On 12/21/2015 03:36 AM, Henning Schild wrote:
On Mon, 14 Dec 2015 16:27:54 -0500
John Ferlan <jferlan(a)redhat.com> wrote:
>
>
> On 11/13/2015 11:56 AM, Henning Schild wrote:
>> Hi,
>>
>> i already explained some of the cgroup problems in some detail so i
>> will not do that again.
>>
https://www.redhat.com/archives/libvir-list/2015-October/msg00876.html
>>
>> I managed to solve some of the problems in the current codebase, and
>> am now sharing the patches. But they are really just half of what i
>> had to change to get libvirt to behave in a system with isolated
>> cpus.
>>
>> Other changes/hacks i am not sending here because they do not work
>> for the general case:
>> - create machine.slice before starting libvirtd (smaller than root)
>> ... and hope it wont grow
>> - disabling cpuset.cpus inheritance in libvirtd
>> - allowing only xml with fully specified cputune
>> - set machine cpuset to (vcpupins | emulatorpin)
>>
>> I am not sure how useful the individual fixes are, i am sending them
>> as concrete examples for the problems i described earlier.
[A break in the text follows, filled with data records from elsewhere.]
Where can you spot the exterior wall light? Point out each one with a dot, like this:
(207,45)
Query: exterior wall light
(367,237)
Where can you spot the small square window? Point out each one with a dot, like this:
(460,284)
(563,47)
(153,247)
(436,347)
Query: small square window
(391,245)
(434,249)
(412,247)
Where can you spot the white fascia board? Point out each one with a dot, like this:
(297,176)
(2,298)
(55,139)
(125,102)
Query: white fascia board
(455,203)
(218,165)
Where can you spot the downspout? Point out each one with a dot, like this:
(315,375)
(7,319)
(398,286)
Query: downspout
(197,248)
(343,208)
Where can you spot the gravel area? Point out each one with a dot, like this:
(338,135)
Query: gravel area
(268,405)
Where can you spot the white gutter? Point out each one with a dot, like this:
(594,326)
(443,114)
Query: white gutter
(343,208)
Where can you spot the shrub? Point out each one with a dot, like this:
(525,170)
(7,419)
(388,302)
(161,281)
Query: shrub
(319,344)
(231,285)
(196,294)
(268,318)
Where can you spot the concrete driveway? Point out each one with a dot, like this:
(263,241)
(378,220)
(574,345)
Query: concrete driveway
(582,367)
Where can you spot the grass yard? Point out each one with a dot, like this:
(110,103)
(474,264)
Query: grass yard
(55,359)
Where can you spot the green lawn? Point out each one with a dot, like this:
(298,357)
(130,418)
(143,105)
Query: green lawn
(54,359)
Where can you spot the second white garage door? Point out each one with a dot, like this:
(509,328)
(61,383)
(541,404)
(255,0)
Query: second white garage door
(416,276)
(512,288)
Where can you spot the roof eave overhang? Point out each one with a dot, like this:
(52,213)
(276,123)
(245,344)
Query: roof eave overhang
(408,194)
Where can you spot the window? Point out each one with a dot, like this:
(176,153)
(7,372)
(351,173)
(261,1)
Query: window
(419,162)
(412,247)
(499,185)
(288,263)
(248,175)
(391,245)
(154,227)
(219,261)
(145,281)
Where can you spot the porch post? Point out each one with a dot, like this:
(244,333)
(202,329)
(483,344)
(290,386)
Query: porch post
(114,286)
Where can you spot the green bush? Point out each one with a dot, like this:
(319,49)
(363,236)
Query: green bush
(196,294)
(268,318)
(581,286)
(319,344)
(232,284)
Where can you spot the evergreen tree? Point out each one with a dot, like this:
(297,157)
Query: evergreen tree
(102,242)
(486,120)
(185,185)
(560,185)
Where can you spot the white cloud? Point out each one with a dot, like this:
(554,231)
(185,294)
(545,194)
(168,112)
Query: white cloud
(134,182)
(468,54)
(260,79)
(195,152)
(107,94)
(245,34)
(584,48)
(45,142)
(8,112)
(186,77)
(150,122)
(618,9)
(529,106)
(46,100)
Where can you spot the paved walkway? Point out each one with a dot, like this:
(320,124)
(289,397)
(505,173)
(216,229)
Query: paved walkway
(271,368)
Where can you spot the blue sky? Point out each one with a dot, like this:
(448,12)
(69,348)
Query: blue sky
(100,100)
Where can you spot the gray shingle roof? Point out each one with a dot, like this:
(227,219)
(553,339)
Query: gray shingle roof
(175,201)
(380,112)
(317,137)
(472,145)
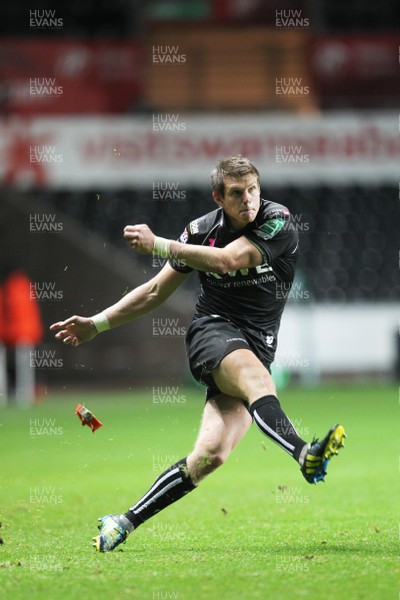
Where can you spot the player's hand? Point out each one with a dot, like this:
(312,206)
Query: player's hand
(140,238)
(75,330)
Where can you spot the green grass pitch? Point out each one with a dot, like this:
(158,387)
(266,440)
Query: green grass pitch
(254,529)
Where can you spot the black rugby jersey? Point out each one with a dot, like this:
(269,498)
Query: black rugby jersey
(253,297)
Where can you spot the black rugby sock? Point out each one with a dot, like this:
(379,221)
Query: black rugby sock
(272,421)
(169,487)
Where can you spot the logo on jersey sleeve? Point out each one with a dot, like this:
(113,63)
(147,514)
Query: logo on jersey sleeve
(270,228)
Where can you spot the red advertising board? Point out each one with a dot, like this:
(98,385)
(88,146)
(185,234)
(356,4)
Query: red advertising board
(40,77)
(357,71)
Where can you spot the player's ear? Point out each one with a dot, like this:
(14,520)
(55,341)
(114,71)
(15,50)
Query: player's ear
(217,199)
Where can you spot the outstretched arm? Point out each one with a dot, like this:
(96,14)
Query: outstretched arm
(239,254)
(76,330)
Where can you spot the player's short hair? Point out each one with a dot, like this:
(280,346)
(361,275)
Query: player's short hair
(234,166)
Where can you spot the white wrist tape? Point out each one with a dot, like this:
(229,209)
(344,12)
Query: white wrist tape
(101,322)
(161,247)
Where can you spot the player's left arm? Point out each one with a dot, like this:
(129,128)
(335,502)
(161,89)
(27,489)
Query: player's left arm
(239,254)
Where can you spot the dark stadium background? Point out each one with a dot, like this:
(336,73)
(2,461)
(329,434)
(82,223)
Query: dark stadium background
(233,53)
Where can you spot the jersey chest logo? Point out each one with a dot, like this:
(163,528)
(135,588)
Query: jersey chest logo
(265,268)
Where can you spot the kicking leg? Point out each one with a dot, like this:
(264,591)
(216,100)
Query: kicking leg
(241,374)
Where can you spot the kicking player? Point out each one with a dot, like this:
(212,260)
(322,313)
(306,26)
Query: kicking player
(242,251)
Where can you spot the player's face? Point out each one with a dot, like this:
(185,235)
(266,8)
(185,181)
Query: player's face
(241,200)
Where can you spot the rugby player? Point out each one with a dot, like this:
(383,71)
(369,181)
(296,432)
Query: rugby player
(242,251)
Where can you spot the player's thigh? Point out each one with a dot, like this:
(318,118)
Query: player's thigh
(225,421)
(242,374)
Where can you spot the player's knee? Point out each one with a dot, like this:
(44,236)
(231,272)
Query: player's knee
(261,384)
(206,461)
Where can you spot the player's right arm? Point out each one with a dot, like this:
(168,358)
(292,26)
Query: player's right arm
(76,330)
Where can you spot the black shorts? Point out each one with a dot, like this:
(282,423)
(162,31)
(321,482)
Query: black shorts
(209,339)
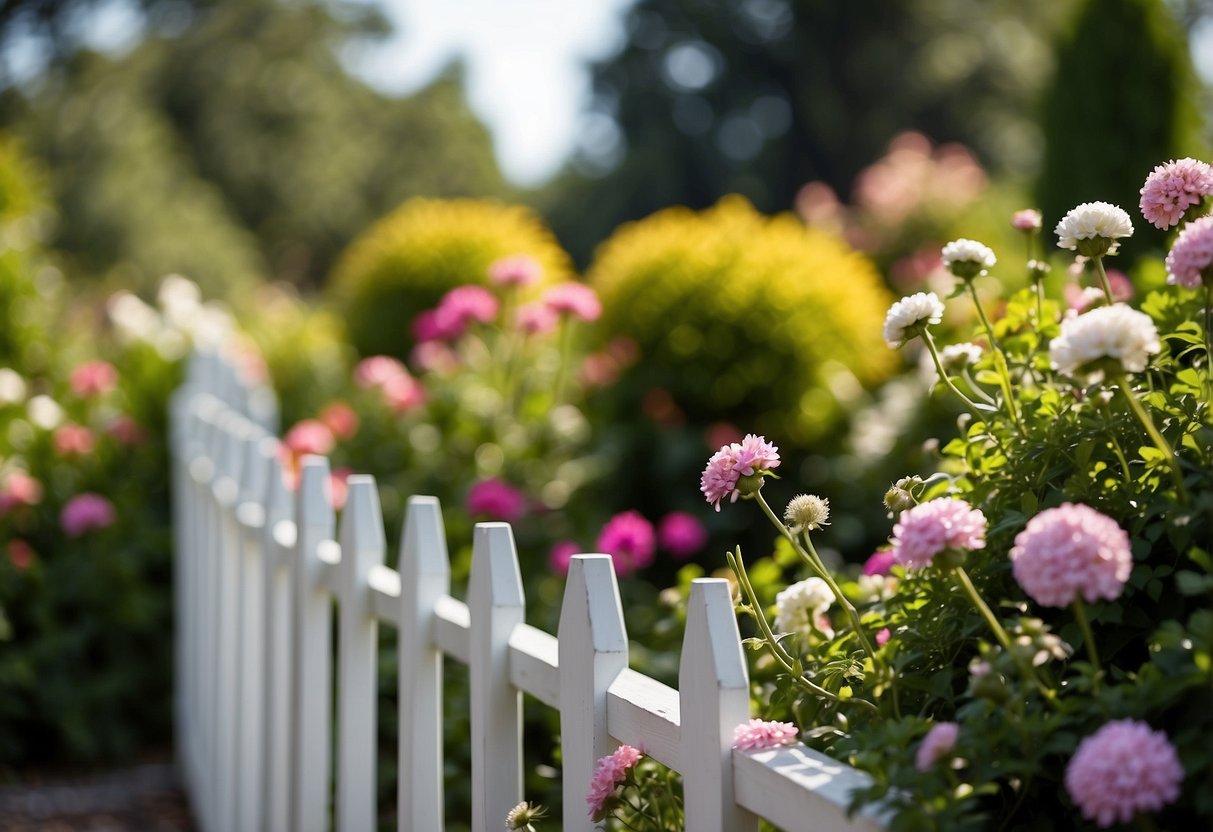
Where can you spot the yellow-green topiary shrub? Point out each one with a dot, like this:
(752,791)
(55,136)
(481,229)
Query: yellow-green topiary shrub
(406,261)
(744,317)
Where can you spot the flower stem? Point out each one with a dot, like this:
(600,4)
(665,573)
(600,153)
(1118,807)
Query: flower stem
(1000,359)
(1103,279)
(1160,442)
(1080,614)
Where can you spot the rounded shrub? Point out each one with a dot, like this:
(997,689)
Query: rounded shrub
(408,260)
(744,317)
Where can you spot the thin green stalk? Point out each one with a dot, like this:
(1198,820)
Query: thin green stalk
(1160,442)
(1103,279)
(1080,614)
(1000,359)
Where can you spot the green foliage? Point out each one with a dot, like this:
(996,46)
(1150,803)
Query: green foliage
(411,257)
(732,308)
(1123,98)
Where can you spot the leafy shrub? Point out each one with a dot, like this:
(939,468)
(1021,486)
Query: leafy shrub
(409,258)
(738,314)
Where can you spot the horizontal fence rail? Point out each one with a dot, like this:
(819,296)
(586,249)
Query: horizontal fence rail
(274,714)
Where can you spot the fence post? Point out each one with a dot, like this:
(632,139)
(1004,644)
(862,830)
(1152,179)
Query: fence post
(251,518)
(275,576)
(311,653)
(713,685)
(362,548)
(592,653)
(425,576)
(496,605)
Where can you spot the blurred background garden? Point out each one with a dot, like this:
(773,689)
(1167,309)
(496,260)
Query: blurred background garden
(745,187)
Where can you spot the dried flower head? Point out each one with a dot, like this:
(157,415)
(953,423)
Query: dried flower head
(1122,769)
(1106,337)
(1094,228)
(906,315)
(807,512)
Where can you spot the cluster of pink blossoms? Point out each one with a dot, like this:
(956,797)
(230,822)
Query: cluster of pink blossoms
(1069,551)
(741,459)
(933,526)
(1122,769)
(609,773)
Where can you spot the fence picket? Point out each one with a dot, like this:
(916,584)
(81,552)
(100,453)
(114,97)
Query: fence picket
(495,602)
(592,654)
(362,548)
(425,577)
(311,653)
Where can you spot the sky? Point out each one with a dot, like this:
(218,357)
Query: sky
(525,60)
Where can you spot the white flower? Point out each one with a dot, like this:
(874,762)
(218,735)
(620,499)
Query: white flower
(45,412)
(922,307)
(968,258)
(12,387)
(1114,332)
(1093,228)
(798,607)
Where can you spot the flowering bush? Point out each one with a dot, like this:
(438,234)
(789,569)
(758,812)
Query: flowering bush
(1035,645)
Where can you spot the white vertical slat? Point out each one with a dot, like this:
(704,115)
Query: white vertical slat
(312,653)
(362,548)
(251,517)
(425,577)
(592,653)
(226,489)
(275,580)
(496,605)
(713,687)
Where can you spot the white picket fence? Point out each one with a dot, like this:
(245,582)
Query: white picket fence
(261,573)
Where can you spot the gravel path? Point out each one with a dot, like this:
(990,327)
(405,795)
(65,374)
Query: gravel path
(142,798)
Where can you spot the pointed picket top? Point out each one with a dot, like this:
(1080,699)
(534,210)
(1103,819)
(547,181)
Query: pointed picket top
(496,579)
(713,684)
(314,497)
(362,534)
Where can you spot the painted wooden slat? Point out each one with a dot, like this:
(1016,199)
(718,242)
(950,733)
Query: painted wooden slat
(495,600)
(715,699)
(311,653)
(592,653)
(423,580)
(362,550)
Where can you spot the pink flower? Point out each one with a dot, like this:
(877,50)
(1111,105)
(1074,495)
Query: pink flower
(561,554)
(937,745)
(728,465)
(609,771)
(881,563)
(1028,221)
(86,512)
(933,526)
(1122,769)
(496,499)
(630,540)
(74,440)
(20,489)
(376,370)
(759,734)
(340,419)
(94,379)
(682,534)
(1191,255)
(1071,550)
(516,271)
(536,319)
(574,298)
(309,437)
(1173,188)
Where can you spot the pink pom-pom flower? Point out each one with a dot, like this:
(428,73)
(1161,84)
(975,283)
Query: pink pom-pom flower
(934,526)
(1122,769)
(1069,551)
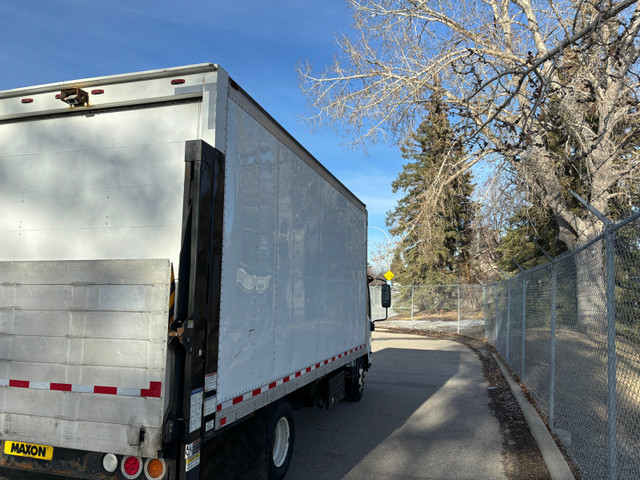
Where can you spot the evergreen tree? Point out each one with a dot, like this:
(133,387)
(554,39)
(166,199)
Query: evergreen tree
(434,249)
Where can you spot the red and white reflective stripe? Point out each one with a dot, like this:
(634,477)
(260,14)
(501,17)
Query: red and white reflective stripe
(249,395)
(154,390)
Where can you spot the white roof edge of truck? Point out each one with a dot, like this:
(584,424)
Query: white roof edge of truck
(158,74)
(110,79)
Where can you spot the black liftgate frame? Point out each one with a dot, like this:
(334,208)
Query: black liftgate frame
(198,307)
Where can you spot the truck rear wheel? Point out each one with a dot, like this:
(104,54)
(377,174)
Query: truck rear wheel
(355,382)
(281,438)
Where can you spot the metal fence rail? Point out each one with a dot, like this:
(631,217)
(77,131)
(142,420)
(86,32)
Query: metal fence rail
(570,329)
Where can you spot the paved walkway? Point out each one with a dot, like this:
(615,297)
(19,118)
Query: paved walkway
(424,415)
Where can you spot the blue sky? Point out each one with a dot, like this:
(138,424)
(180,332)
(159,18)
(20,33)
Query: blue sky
(257,42)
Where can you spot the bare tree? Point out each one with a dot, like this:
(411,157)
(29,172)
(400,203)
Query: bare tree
(543,88)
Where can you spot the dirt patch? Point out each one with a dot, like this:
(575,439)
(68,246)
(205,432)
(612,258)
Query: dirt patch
(522,458)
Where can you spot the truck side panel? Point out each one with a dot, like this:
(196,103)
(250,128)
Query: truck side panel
(294,257)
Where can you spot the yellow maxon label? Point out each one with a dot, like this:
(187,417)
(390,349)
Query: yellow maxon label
(28,450)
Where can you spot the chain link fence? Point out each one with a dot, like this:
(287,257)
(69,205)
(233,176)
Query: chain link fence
(446,308)
(570,329)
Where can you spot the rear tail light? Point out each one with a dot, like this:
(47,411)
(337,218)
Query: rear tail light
(110,462)
(131,467)
(155,469)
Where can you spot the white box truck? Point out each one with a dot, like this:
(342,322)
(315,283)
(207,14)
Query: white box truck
(176,274)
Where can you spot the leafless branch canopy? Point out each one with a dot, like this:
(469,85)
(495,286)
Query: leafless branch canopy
(528,84)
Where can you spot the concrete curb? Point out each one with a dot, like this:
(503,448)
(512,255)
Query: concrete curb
(556,463)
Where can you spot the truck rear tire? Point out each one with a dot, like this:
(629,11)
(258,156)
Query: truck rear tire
(355,382)
(281,438)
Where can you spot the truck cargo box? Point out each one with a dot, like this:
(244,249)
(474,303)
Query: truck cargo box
(111,187)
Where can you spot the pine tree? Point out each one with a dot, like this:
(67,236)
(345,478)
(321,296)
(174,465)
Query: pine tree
(434,249)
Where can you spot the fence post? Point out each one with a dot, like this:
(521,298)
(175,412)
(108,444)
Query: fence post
(611,333)
(495,314)
(412,290)
(552,341)
(458,309)
(484,310)
(523,356)
(611,352)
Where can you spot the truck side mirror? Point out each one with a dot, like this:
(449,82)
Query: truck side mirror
(386,296)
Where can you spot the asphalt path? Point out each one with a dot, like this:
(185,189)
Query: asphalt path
(424,415)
And i am
>> hoping that will start a discussion.
>>
>> Henning
>>
>> Henning Schild (3):
>> util: cgroups do not implicitly add task to new machine cgroup
>> qemu: do not put a task into machine cgroup
>> qemu cgroups: move new threads to new cgroup after cpuset is set
>> up
>>
>> src/lxc/lxc_cgroup.c | 6 ++++++
>> src/qemu/qemu_cgroup.c | 23 ++++++++++++++---------
>> src/util/vircgroup.c | 22 ----------------------
>> 3 files changed, 20 insertions(+), 31 deletions(-)
>>
>
>
> The updated code looks fine to me - although it didn't directly git am
> -3 to top of tree - I was able to make a few adjustments to get things
> merged... Since no one has objected to this ordering change - I've
> pushed.
Sorry the patches where still based on v1.2.19. Thanks for the merge
and accepting them!
No problem - although it seems they've generated a regression in the
virttest memtune test suite. I'm 'technically' on vacation for the next
couple of weeks; however, I think/perhaps the problem is a result of
this patch and the change to adding the task to the cgroup at the end of
the for loop, but perhaps the following code causes the control to jump
back to the top of the loop:
if (!cpumap)
continue;
if (qemuSetupCgroupCpusetCpus(cgroup_vcpu, cpumap) < 0)
goto cleanup;
not allowing the
/* move the thread for vcpu to sub dir */
if (virCgroupAddTask(cgroup_vcpu,
qemuDomainGetVcpuPid(vm, i)) < 0)
goto cleanup;
to be executed.
The code should probably change to be (like IOThreads):
if (cpumap &&
qemuSetupCgroupCpusetCpus(cgroup_vcpu, cpumap) < 0)
goto cleanup;
As for the rest, I suspect things will be quite quiet around here over
the next couple of weeks. A discussion to perhaps start in the new year.
John
Wrong operation ordering within libvirt cgroups (like the ones
fixed by the patches) could still push tasks onto dedicated cpus. And
more importantly other cgroups users can still grab the dedicated cpus
as well. The only reliable solution to prevent that seems to be making
use of the "exclusive" feature of cpusets. And that would imply
changing the cgroups layout of libvirt again. Because sets can not be
partially exclusive and libvirt deals with dedicated cpus and shared
ones.
How to deal with these problems is a discussion that i wanted to get
started with this patch-series. It would be nice to receive general
comments on that. How should we proceed here? I could maybe write an
RFC mail describing the problems again and suggesting changes to
libvirt on a conceptual basis.
But until then maybe people responsible for cgroups in libvirt (Paul
and Martin?) can again look at
https://www.redhat.com/archives/libvir-list/2015-October/msg00876.html
There i described how naive use of cgoups can place tasks on cpus that
are supposed to be isolated/dedicated/exclusive. Even if libvirt does
not make these mistakes it should protect itself against docker,
systemd, ...
Henning